Plusieurs seigneurs s'y rendirent pour le saluer. Dans le moment où Henri IV se baissait pour relever un seigneur agenouillé devant lui, un jeune homme, qui s'était glissé dans la foule jusqu'auprès du prince, lui porta un coup de couteau; mais, par suite du mouvement que fit le roi en se baissant, le coup ne put l'atteindre qu'à la mâchoire supérieure, lui fendit la lèvre et lui brisa une dent.

Le roi crut d'abord que le coup partait de Mathurine, sa folle, qui se trouvait près de lui, et dit avec colère: Au diable soit la folle; elle m'a blessé! Mathurine se défendit et courut fermer la porte de la salle, afin de prévenir l'évasion de l'assassin. Alors le sieur de Montigny saisit le jeune homme, en lui disant: C'est par vous ou par moi que le roi a été blessé.

Ce jeune homme fut fouillé sur-le-champ, et l'on trouva sur lui le couteau dont il venait de frapper le roi. Il avoua son crime sans hésiter. Il se nommait Jean Chastel, et était fils d'un bourgeois de Paris. Le roi, naturellement porté à la clémence, voulait lui pardonner; mais, instruit que l'assassin était élève des jésuites, auxquels il venait de rendre un grand service, en suspendant l'arrêt du parlement qui avait pour but leur expulsion du royaume, il dit: «Fallait-il donc que les jésuites fussent convaincus par ma bouche?»

Jean Chastel fut conduit aussitôt au Fort-l'Évêque; sa famille, tous les jésuites de Paris, le curé de Saint-Pierre-des-Arcis furent également arrêtés. Les scellés furent apposés sur leurs papiers. On trouva chez le jésuite Guignard des écrits séditieux.

Jean Chastel, dans ses interrogatoires, ne chargea personne. Il déclara qu'il avait agi de son propre mouvement; qu'il n'avait été poussé à cet assassinat que par son zèle pour la religion, parce qu'il était convaincu qu'il était permis de tuer les rois qui n'étaient pas approuvés par le pape.

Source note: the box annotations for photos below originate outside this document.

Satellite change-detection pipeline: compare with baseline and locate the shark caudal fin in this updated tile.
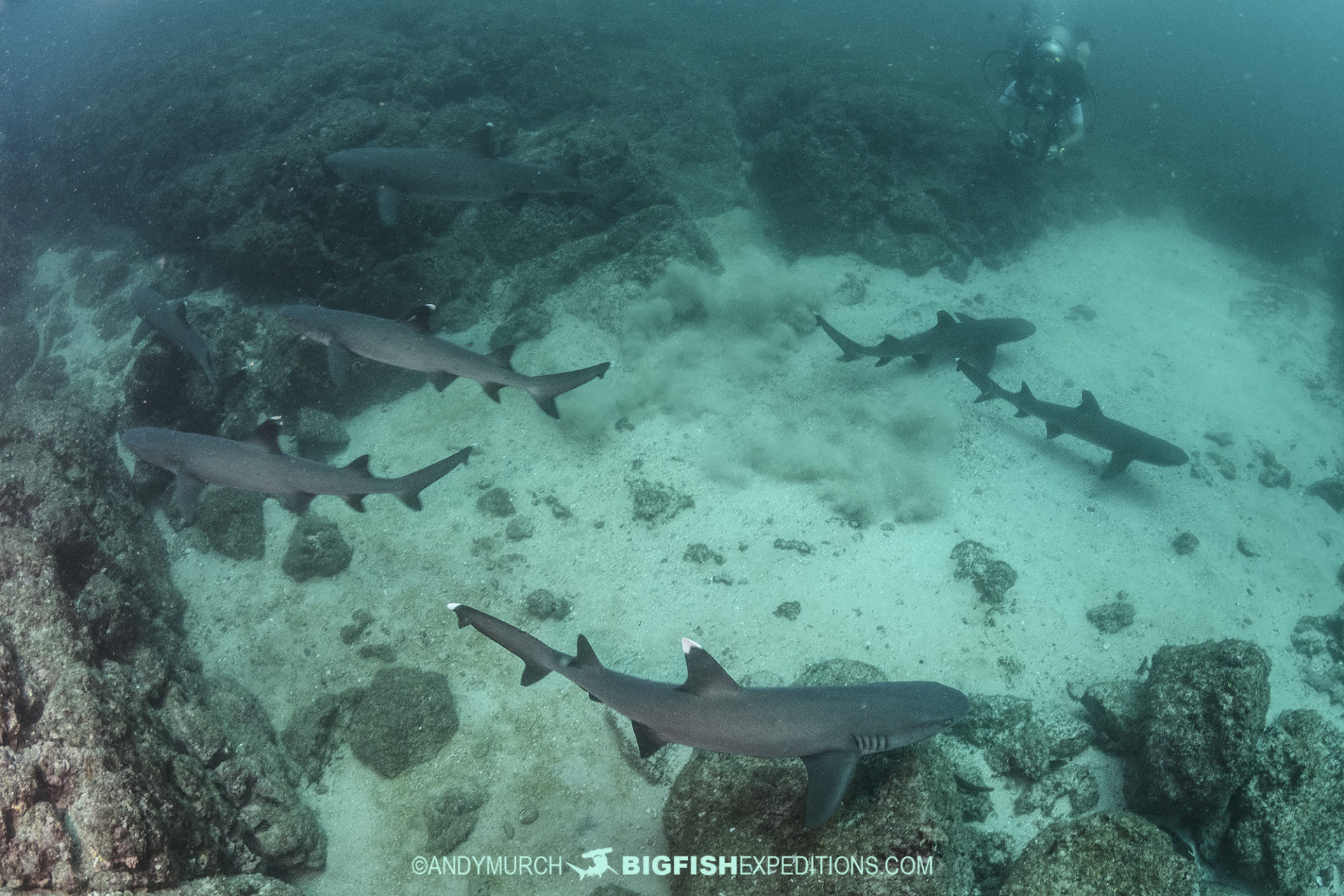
[391,444,473,510]
[957,357,1008,402]
[521,361,612,419]
[447,603,564,687]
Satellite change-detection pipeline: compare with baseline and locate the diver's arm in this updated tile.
[993,80,1021,133]
[1059,99,1087,149]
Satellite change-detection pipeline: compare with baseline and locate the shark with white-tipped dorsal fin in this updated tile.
[130,286,219,392]
[957,357,1189,479]
[447,603,970,827]
[279,305,612,419]
[121,416,472,523]
[816,312,1036,371]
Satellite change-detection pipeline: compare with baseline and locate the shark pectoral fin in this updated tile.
[1078,390,1106,416]
[1100,451,1134,479]
[327,342,355,388]
[966,345,997,371]
[485,345,517,371]
[630,719,671,759]
[428,373,457,392]
[130,317,155,345]
[678,638,742,697]
[802,750,859,827]
[378,187,402,227]
[519,659,551,688]
[813,314,865,364]
[172,473,206,523]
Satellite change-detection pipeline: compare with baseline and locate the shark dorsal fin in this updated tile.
[678,638,742,697]
[570,636,602,669]
[1078,390,1106,416]
[486,345,517,371]
[402,305,435,336]
[630,719,668,759]
[247,416,281,454]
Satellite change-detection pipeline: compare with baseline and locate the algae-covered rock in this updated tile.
[425,788,485,855]
[523,589,570,620]
[281,512,355,582]
[1125,639,1270,848]
[286,407,349,459]
[1087,601,1134,634]
[279,688,363,783]
[1222,709,1344,893]
[629,479,695,525]
[476,488,517,519]
[196,489,266,560]
[1081,681,1147,754]
[951,540,1017,606]
[999,811,1198,896]
[951,694,1093,780]
[346,666,457,778]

Jean Chastel fut condamné au plus affreux supplice. Il fut tiré à quatre chevaux, après avoir été tenaillé. Au milieu de ses horribles tourmens, il ne lui échappa pas la moindre plainte, persuadé qu'il était que son supplice effacerait son crime et le conduirait au ciel. Les ligueurs en firent un martyr, et obtinrent que l'arrêt du parlement qui avait prononcé sa condamnation serait mis à l'index à Rome. Jean Boucher, curé de Saint-Benoît à Paris, composa un gros livre où il soutint que l'assassinat commis par Jean Chastel était une action héroïque.